Engine for concrete execution using Unicorn Engine. 
class SimEngineUnicorn(SuccessorsEngine)
Provides fast concrete execution when state is fully concrete. Falls back to symbolic execution when symbolic values are encountered. 
import angr

# Load binary
project = angr.Project('/bin/ls', auto_load_libs=False)

# Create initial state
state = project.factory.entry_state()

# Use default UberEngine (automatic)
simgr = project.factory.simulation_manager(state)
simgr.step()

# Access successors
for successor in simgr.active:
    print(f"State at: {hex(successor.addr)}")

# Use Unicorn for concrete execution
state.options.add(angr.options.UNICORN)
simgr2 = project.factory.simulation_manager(state)
simgr2.run(until=lambda sm: len(sm.active) > 1)

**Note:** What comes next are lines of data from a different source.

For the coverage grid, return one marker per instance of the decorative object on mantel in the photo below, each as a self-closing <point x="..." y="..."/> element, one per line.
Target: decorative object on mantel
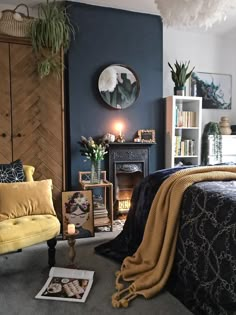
<point x="108" y="137"/>
<point x="120" y="137"/>
<point x="95" y="153"/>
<point x="52" y="30"/>
<point x="233" y="128"/>
<point x="190" y="13"/>
<point x="214" y="88"/>
<point x="179" y="76"/>
<point x="118" y="86"/>
<point x="212" y="128"/>
<point x="15" y="23"/>
<point x="146" y="136"/>
<point x="225" y="128"/>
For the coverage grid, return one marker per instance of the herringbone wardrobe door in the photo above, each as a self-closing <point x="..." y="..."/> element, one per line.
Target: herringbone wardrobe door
<point x="5" y="106"/>
<point x="37" y="118"/>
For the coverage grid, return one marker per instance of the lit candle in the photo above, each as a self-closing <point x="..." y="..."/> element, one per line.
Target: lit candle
<point x="71" y="229"/>
<point x="120" y="128"/>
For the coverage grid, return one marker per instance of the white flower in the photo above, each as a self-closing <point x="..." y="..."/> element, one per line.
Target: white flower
<point x="108" y="80"/>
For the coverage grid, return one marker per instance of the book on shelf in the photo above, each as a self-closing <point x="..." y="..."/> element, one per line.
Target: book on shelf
<point x="184" y="147"/>
<point x="64" y="284"/>
<point x="185" y="119"/>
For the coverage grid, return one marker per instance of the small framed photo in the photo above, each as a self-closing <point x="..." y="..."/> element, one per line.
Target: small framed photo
<point x="147" y="135"/>
<point x="77" y="209"/>
<point x="214" y="88"/>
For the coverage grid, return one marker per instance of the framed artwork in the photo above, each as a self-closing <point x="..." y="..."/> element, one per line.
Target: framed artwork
<point x="215" y="89"/>
<point x="147" y="135"/>
<point x="77" y="209"/>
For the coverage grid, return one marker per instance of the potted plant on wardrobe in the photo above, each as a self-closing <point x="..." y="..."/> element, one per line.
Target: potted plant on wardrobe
<point x="50" y="33"/>
<point x="180" y="75"/>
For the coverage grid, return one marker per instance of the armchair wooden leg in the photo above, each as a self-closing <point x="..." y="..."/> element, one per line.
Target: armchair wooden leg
<point x="51" y="251"/>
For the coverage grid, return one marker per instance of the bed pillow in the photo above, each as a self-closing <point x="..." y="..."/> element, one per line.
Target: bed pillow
<point x="12" y="172"/>
<point x="27" y="198"/>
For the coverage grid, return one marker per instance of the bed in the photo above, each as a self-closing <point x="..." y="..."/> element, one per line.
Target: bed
<point x="203" y="276"/>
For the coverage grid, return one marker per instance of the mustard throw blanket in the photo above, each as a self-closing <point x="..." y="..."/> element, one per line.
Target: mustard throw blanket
<point x="147" y="271"/>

# Custom step with VEX parameters
simgr.step(
    num_inst=10,        # Execute max 10 instructions
    opt_level=1,        # VEX optimization level
)

import angr

project = angr.Project('/bin/example')
state = project.factory.entry_state()

# Get successors object
successors = project.factory.successors(state)

# Access IRSB artifact
irsb = successors.artifacts['irsb']
print(f"IRSB at {hex(irsb.addr)}")
print(f"IRSB size: {successors.artifacts['irsb_size']} bytes")
print(f"Instruction addresses: {[hex(a) for a in successors.artifacts['insn_addrs']]}")

# Examine successors
print(f"Normal successors: {len(successors.flat_successors)}")
print(f"Unsat successors: {len(successors.unsat_successors)}")
print(f"Unconstrained: {len(successors.unconstrained_successors)}")

Engine Composition

Create custom engines by composing mixins: 
from angr.engines import (
    SuccessorsEngine,
    HeavyVEXMixin,
    HooksMixin,
    SimInspectMixin
)

# Minimal engine: VEX + hooks + inspection
class MinimalEngine(
    HooksMixin,
    SimInspectMixin,
    HeavyVEXMixin
):
    pass

# Use custom engine
project = angr.Project('/bin/ls')
project.factory.default_engine = MinimalEngine
Mixins are resolved left-to-right using Python’s MRO (Method Resolution Order).